On n’entre pas à Méa Shéarim sans le savoir, tant le changement d’atmosphère est palpable. À Jérusalem-Ouest, le quartier est bien connu pour être une petite ville dans la ville, réservé aux Juifs ultraorthodoxes, que l’on reconnaît aux manteaux et chapeaux noirs portés par les hommes et aux jupes et perruques de rigueur pour les femmes.
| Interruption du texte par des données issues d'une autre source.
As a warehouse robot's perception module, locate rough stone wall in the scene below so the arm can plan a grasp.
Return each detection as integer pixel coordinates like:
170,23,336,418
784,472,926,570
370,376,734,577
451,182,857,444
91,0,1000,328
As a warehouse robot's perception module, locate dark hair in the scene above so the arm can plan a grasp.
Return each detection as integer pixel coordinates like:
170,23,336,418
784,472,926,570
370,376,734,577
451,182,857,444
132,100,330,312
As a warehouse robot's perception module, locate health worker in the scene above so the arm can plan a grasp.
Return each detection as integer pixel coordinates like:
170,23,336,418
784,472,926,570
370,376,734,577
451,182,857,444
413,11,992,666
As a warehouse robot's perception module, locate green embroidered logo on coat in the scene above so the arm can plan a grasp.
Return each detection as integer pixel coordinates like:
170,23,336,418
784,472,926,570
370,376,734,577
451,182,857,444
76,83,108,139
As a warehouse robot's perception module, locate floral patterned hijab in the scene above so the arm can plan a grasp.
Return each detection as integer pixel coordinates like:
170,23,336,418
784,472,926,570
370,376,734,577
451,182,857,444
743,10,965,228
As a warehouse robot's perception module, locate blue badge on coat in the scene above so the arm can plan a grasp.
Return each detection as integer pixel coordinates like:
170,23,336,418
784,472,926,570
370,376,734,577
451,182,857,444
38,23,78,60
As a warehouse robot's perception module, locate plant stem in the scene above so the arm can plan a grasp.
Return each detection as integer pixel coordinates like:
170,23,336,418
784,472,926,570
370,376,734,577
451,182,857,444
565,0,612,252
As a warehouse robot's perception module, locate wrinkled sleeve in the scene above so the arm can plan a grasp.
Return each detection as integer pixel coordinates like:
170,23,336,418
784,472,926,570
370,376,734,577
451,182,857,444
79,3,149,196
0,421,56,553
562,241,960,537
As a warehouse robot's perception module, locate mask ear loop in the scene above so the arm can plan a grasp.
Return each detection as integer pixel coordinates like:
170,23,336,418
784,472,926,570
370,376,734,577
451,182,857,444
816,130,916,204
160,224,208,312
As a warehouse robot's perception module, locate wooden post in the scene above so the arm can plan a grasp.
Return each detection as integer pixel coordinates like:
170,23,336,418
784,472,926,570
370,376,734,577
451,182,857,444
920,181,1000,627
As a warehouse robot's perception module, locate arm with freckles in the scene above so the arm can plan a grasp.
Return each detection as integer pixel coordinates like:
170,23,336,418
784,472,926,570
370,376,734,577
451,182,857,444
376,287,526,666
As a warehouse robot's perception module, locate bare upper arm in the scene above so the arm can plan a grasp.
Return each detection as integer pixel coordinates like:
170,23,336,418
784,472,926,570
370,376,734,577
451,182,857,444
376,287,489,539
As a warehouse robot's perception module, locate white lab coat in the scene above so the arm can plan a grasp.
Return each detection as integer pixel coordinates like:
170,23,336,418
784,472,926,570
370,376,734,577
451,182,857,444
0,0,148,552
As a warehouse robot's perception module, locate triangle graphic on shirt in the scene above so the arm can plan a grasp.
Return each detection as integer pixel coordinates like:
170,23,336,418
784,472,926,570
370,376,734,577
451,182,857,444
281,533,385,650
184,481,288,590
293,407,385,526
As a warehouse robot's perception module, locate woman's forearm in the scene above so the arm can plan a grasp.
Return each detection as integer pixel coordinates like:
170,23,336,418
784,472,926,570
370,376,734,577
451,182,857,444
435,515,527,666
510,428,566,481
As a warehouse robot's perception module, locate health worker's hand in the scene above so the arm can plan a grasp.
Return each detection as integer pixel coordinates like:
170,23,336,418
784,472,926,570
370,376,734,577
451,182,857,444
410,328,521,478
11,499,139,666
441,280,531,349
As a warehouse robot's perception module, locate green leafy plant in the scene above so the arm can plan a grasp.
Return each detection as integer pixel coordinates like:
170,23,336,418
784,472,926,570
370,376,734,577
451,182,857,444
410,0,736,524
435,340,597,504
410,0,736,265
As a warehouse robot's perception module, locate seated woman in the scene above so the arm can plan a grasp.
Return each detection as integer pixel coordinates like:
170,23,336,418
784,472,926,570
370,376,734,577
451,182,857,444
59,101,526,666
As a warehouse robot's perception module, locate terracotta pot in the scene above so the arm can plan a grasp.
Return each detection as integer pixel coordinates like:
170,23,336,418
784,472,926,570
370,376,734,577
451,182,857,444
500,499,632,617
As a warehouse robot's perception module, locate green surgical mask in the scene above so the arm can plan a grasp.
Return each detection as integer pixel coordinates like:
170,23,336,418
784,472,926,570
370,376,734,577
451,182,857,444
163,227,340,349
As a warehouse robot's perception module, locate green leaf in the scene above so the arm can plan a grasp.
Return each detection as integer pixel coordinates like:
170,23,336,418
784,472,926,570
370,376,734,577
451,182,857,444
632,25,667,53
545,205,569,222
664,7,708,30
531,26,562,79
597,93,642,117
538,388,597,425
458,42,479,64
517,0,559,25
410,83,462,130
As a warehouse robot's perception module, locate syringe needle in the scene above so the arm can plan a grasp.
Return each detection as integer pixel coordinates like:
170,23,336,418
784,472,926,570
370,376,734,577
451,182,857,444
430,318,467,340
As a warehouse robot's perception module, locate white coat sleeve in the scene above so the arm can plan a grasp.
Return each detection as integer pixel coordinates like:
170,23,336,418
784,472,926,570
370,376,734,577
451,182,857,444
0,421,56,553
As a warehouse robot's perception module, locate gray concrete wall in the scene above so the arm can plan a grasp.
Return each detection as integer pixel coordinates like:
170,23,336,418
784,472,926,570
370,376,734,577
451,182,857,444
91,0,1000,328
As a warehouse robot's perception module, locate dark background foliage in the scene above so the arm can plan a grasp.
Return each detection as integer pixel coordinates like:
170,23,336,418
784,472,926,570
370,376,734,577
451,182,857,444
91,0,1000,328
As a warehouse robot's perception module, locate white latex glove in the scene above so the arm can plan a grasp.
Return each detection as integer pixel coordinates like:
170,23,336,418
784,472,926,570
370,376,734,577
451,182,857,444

Forcément, l’endroit attire les curieux, mais ceux-ci sont avertis dès qu’ils pénètrent dans son dédale de ruelles étroites: ils ne sont pas vraiment les bienvenus. Depuis l’artère de Méa Shéarim Street, des panneaux aux lettres grasses interdisent l’accès aux groupes de touristes, dont les visites intempestives ont fini par heurter les sentiments des habitants. À ces grands placards se mêlent des affiches en hébreu qui recouvrent littéralement les murs pour diffuser la parole des rabbins. Ici, pas de cafés ou de restaurants, mais des portes closes, quelques magasins d’alimentation et des regards méfiants. Pour se promener dans les environs, femmes et hommes sont priés de se couvrir, et lors du Shabbat, le samedi, les véhicules et les objets électroniques sont strictement interdits.